What is the possible negative effects of parenteral administration of iron?

A

Parenteral administration of iron may contribute to oxidative reactions that exacerbate tissue damage, and potential contribution to microbial growth.

17
Q

Why should you be cautious about supplementing iron (both parental and enteral) during acute illness or sepsis?

A

Excessive amounts of circulating iron may also stimulate bacterial proliferation, especially gram negative bacilli so not recommended during acute illness or sepsis. However, it can be administered during the recovery phase to stress.

18
Q

How do we determine if an iron malabsorption is present?

A

Serum Fe levels should be measured before and 2 to 4 hrs after the patient is given 325mg of oral ferrous sulphate. Failure to rise above the pretreatment value indicate poor Fe absorption.

19
Q

When inflammation is present, which Fe hematological indices are affected?

A

Ferritin and erythrocyte protoporphyrin are affected by inflammation. Note: to get a more accurate measurement for ferritin concentration, both ferritin and C-reactive protein should be measured together.

20
Q

What foods or medication enhance or inhibit iron absorption?

A

A) An acidic environment enhances iron absorption. So it is recommended that Fe should be taken with any source of ascorbic acid (Orange juice).
B) Foods that reduce iron absorption are oxalic acids, phytates and polyphenols and other nutrients like calcium, zinc and maganese.

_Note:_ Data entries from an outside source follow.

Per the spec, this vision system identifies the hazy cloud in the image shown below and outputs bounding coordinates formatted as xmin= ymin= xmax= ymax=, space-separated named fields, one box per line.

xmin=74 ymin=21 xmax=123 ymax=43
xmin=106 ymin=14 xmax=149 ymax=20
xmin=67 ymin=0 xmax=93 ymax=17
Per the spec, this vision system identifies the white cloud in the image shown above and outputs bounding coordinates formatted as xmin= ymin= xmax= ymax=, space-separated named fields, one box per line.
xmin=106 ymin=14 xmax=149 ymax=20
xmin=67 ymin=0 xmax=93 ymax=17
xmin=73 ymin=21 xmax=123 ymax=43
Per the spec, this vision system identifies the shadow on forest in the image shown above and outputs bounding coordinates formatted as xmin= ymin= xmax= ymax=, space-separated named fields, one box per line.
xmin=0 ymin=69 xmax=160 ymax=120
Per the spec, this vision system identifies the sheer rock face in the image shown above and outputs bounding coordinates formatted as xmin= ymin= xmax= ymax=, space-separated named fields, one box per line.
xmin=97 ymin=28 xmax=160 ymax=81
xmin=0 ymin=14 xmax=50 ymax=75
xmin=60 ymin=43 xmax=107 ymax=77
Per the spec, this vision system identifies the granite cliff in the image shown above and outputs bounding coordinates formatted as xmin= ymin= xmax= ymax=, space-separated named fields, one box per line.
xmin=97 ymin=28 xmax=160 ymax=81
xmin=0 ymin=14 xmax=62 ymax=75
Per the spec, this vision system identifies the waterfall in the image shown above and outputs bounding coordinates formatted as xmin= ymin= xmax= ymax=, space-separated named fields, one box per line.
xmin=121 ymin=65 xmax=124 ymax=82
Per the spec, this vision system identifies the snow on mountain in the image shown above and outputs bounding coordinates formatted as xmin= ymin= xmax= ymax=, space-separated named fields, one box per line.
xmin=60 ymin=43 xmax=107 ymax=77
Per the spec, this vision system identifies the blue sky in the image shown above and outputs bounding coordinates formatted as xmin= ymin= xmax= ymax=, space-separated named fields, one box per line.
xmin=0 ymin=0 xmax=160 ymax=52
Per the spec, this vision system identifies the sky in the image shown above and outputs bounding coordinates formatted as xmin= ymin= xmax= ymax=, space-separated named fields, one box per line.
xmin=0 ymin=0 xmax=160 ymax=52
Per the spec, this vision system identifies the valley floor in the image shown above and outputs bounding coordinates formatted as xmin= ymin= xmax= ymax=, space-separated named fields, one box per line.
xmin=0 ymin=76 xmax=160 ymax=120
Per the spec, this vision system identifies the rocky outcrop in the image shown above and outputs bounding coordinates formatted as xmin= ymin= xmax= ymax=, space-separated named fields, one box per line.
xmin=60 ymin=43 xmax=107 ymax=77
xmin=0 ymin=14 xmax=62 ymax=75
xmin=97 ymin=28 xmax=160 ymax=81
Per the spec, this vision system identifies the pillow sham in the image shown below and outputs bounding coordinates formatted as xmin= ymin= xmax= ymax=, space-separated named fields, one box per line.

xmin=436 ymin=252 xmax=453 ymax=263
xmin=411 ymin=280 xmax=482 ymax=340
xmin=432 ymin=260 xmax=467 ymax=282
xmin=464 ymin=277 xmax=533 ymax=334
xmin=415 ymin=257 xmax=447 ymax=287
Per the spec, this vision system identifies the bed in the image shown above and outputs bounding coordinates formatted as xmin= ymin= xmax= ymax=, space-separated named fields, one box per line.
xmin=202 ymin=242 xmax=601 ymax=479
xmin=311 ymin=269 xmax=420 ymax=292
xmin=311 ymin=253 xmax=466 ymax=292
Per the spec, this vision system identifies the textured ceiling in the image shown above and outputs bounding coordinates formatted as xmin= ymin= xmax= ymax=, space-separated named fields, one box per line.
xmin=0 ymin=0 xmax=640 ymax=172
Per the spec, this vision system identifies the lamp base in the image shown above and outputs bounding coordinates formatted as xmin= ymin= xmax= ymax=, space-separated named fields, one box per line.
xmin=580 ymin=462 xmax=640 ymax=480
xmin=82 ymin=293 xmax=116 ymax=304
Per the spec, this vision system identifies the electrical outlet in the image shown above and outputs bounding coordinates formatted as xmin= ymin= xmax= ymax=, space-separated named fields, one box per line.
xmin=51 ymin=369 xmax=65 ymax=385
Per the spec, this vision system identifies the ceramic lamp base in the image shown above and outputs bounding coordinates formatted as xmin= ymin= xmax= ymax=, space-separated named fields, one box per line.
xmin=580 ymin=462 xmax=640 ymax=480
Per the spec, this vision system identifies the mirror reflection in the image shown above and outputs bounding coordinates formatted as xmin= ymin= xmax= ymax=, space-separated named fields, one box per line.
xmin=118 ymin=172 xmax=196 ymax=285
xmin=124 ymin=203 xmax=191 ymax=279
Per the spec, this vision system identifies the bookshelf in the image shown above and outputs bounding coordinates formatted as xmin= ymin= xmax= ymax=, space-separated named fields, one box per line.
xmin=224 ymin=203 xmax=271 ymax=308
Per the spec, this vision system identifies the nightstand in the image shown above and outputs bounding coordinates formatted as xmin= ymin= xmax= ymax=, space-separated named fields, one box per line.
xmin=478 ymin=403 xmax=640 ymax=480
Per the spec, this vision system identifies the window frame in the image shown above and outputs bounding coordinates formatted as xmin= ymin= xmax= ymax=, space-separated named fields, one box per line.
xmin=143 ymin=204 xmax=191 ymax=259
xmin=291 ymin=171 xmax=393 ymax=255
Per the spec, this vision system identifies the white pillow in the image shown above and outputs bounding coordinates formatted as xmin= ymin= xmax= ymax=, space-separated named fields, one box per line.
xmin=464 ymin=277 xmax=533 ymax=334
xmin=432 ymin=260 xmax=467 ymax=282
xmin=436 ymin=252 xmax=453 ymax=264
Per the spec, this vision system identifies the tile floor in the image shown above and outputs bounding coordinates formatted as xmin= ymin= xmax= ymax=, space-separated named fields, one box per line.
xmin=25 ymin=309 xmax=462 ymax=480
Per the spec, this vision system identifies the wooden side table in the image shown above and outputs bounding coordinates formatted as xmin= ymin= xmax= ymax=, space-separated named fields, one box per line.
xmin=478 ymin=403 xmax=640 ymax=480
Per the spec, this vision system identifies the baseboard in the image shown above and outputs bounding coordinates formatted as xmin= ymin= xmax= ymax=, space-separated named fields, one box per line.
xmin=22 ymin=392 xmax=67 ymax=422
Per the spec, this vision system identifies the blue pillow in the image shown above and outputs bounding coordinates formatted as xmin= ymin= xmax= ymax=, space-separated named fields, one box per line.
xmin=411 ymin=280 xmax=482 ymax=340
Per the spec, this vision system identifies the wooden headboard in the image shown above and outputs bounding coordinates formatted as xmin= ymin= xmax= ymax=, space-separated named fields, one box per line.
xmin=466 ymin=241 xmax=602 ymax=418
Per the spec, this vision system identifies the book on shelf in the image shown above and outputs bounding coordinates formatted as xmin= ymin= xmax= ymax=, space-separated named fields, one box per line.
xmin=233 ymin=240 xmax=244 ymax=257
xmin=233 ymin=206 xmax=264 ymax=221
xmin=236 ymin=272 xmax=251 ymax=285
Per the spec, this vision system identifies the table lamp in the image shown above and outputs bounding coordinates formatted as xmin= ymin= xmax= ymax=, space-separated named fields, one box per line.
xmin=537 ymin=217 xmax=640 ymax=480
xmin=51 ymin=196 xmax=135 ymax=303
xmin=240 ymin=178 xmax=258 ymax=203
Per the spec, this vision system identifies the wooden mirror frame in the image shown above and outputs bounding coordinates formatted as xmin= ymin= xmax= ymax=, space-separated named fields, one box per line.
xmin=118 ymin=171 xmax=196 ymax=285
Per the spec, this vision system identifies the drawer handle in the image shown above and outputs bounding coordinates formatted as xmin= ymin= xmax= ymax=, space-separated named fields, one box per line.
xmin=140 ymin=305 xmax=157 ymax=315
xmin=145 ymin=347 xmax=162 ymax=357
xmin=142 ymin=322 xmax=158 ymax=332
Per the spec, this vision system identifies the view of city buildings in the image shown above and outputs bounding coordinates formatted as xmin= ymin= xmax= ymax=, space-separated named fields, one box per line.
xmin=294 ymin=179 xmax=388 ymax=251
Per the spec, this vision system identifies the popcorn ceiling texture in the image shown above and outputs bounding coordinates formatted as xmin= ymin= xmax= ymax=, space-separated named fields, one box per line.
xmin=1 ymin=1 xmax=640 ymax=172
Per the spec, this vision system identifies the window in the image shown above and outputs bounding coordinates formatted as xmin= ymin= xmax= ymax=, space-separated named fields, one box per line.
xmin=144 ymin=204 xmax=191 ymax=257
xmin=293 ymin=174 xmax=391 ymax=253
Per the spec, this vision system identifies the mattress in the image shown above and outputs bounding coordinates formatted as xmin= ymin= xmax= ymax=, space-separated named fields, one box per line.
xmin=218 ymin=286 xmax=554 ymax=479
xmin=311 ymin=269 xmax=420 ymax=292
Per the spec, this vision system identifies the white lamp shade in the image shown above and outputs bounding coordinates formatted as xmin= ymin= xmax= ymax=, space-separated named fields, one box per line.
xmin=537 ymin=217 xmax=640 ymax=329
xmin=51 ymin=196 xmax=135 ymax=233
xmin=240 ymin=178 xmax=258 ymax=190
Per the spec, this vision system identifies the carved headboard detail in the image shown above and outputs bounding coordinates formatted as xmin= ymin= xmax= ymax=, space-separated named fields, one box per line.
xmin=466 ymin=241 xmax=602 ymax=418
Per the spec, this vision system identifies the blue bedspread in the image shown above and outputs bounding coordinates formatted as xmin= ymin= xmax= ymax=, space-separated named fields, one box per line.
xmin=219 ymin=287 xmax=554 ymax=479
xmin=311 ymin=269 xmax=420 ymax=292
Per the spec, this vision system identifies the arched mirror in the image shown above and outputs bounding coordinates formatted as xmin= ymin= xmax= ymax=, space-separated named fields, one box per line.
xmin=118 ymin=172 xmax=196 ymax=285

Meds that reduces iron absorption include those that increases the gastric pH (PPI (proton pump inhibitors), H2 blockers, antacids).

21
Q

What is the preferred Fe form for PN? What are the caveats to adding iron to PN formulations?

A

Dextran formulation is the preferred form to add to PN. Iron dextran may be added to dextrose-amino acid solutions, but should not be added to total nutrient admixtures because it can destabilize these emulsions.